As an example, I faced a similar spot when I submitted two papers for publication in the Proceeding volume of IWSAI (International Workshop on the Scientific approach to the Acheiropoietos images). I was co-author of two papers and at the same time editor of the Proceedings and responsible for the choice of the Referees.

I solved this problem asking to a colleague to manage the review procedure: select the Referees, receive from each Referee the anonymous review, and send me the same reviews. She received my reply and the corrected paper and she sent it to the Referees for the final response.

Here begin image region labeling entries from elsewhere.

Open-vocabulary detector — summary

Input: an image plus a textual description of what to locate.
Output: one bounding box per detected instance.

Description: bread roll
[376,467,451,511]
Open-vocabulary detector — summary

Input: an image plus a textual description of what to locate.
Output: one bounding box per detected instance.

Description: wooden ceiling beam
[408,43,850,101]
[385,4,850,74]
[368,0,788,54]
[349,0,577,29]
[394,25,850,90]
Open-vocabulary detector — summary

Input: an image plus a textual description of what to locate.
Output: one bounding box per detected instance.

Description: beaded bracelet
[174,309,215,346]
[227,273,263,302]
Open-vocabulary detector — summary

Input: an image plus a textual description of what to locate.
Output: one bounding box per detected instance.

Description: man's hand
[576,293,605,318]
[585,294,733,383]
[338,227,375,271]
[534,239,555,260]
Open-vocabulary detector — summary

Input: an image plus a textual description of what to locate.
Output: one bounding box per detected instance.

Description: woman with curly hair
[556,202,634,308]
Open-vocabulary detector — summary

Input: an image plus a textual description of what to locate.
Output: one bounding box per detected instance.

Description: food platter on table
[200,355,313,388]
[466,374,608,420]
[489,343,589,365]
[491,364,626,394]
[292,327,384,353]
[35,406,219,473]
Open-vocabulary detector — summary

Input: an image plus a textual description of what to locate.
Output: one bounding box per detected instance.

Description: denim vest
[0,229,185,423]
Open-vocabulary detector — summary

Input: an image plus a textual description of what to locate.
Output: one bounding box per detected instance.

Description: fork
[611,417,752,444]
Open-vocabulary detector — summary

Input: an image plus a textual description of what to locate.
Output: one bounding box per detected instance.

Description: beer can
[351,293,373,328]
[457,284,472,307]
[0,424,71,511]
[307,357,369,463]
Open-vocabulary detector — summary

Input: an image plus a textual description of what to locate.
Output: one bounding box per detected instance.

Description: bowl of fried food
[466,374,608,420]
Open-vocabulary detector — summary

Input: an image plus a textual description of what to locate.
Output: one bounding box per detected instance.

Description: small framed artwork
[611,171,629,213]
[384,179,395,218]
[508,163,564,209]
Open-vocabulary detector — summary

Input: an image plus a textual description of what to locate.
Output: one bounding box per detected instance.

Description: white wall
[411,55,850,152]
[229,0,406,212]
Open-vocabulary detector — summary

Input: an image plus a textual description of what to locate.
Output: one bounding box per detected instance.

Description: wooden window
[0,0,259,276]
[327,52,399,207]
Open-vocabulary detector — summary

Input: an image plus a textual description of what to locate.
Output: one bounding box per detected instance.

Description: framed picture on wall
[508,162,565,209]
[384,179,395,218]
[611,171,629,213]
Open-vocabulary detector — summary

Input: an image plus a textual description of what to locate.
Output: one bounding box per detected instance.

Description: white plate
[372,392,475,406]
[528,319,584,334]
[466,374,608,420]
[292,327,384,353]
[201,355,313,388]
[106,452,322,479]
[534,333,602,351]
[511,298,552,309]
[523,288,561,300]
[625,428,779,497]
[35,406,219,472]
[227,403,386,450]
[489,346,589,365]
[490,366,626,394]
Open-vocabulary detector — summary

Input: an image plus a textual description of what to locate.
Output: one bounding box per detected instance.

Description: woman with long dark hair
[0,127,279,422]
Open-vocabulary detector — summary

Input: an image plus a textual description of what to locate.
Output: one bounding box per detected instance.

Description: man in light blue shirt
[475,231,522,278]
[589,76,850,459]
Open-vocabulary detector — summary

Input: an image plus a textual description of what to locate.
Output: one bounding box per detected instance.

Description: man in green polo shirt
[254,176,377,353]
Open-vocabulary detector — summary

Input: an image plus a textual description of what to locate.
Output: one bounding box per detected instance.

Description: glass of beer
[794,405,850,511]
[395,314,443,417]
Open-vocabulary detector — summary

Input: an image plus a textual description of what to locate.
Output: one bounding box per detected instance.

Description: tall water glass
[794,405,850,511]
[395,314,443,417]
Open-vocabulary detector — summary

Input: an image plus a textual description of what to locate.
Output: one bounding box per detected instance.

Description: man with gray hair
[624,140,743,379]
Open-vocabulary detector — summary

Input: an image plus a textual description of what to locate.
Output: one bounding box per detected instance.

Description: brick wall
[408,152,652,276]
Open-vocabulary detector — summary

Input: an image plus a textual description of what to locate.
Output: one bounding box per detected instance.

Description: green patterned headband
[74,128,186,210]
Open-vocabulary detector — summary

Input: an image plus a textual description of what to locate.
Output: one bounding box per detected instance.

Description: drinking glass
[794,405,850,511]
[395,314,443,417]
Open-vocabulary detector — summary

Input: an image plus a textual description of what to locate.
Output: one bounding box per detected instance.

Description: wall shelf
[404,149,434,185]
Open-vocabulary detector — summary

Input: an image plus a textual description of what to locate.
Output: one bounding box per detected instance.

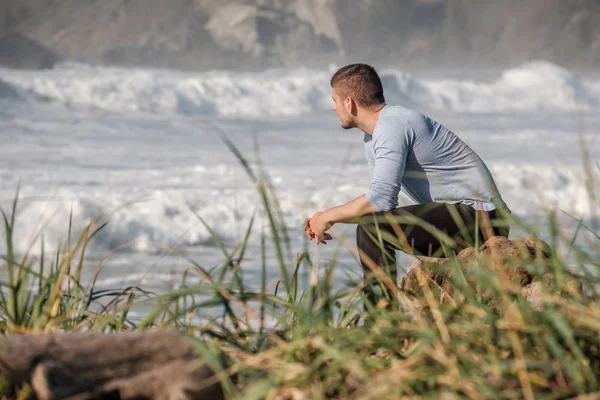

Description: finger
[304,218,310,230]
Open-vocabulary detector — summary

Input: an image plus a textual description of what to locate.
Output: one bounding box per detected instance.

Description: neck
[356,103,385,135]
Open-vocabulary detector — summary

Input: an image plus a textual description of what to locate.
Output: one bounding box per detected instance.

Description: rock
[400,236,583,309]
[0,33,61,69]
[205,4,338,66]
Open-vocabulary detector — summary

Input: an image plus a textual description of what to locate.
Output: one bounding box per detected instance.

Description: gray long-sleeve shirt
[364,105,506,211]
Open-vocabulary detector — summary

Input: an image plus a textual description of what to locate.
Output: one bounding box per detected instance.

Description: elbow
[367,187,400,212]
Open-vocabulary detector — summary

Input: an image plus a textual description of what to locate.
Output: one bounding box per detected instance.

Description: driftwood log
[0,330,224,400]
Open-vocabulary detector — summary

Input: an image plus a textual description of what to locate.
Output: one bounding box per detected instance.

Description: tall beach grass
[0,142,600,399]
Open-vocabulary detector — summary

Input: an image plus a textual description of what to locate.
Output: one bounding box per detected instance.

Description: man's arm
[322,194,375,225]
[304,194,375,243]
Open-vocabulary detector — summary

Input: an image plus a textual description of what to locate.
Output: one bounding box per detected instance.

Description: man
[304,64,510,305]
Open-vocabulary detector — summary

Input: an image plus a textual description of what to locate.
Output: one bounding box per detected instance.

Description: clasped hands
[304,212,333,244]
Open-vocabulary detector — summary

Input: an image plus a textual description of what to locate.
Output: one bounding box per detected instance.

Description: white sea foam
[2,163,600,253]
[0,61,600,119]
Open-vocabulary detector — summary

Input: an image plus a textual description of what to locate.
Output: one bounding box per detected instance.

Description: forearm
[323,194,375,224]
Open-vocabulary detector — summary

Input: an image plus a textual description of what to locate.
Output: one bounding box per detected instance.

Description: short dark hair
[331,64,385,108]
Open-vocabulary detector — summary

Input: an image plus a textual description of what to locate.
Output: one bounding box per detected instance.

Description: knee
[356,224,369,247]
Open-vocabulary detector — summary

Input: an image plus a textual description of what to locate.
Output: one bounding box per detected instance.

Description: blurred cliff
[0,0,600,70]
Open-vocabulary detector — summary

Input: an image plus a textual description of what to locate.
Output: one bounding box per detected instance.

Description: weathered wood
[0,330,224,400]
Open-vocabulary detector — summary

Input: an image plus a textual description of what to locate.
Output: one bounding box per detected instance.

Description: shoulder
[373,105,420,140]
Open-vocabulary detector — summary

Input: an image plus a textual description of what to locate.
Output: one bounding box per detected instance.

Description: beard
[342,118,356,129]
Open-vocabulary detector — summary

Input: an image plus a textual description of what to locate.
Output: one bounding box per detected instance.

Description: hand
[304,218,333,244]
[304,212,333,244]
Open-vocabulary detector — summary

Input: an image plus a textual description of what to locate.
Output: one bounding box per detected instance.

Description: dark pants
[356,203,510,305]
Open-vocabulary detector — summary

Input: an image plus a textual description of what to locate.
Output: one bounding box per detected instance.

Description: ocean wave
[0,163,600,253]
[0,61,600,119]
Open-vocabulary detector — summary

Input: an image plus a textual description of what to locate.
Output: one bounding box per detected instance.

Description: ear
[344,96,356,114]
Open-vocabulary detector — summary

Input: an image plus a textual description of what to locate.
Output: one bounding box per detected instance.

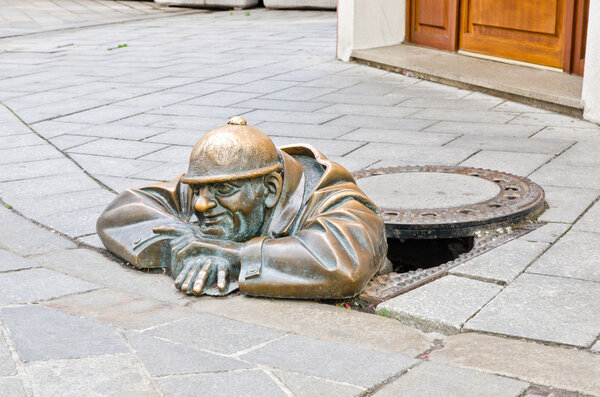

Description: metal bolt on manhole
[354,166,545,303]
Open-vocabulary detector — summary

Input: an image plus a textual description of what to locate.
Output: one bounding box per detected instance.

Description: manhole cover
[354,166,544,303]
[354,166,544,239]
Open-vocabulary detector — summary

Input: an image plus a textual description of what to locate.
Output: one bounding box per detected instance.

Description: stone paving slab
[527,230,600,283]
[146,313,284,355]
[1,305,129,362]
[450,239,548,285]
[377,276,502,334]
[465,273,600,347]
[0,249,37,272]
[42,289,193,330]
[0,268,98,302]
[429,333,600,396]
[240,335,417,388]
[373,362,529,397]
[157,371,287,397]
[126,332,254,376]
[25,354,160,397]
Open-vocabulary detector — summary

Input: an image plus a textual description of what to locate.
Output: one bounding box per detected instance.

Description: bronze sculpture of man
[97,117,387,298]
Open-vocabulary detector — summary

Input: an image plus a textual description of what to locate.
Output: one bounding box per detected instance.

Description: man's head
[181,117,283,242]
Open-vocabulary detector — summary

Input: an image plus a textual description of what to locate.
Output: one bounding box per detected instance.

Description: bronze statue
[97,117,387,298]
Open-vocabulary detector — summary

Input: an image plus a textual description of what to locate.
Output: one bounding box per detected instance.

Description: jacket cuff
[239,236,267,286]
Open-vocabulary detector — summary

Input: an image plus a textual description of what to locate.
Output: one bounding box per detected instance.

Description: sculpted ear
[265,172,283,208]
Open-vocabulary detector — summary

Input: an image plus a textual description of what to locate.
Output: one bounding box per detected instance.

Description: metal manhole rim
[353,165,545,238]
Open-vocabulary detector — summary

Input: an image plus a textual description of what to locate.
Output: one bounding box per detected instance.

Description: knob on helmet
[181,116,283,184]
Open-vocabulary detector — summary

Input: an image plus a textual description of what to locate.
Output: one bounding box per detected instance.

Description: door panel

In summary, there are simple rules to avoid a conflict of interest. It is likely Jull followed the same method.

Joe Marino had written:

Radiocarbon is a peer-reviewed journal but Jull is indeed the editor, so if there was peer-review, one has to wonder how rigorous it would have been. This is very similar to the late Dr. Walter McCrone’s peer-reviewed journal “The Microscope.” He published one or two Shroud articles in there, but that was literally his own journal, so once again, one has to wonder about the rigor of any article written by a principal of the journal. The circumstances of Jull’s article, much like the Arizona samples, will likely remain murky. (I was not even tempted to say “will likely remain shrouded in mystery.)

Avoiding the perception of a conflict of interest is important, as well. Prof. Jull is not only the editor of the journal, he is the Director of this National Science Foundation AMS lab. The paper that was published was the lead paper in its particular edition and it was in essence a defense of prior work at the lab in which Dr. Jull was involved.

For years to come, the particulars of the carbon dating of the Shroud of Turin will be lessons for students and examples for journalists. Since 1988, Tucson has been the subject of unanswered questions about the handling of the material and the actual way test results were handled. After six years of silence since the Rogers paper of 2005, Prof. Jull could have answered the questions about what transpired in 1988. Instead he mounted an “absence of evidence as evidence of absence” defense, with suspiciously erroneous warp and weft thread counts, that makes one wonder if this paper could have been peer-reviewed.

I do hope, however, that Paolo Di Lazzaro is right. I know him to be a careful scholar.

Again, I highly recommend Mark Oxley’s Paper at Barrie’s website.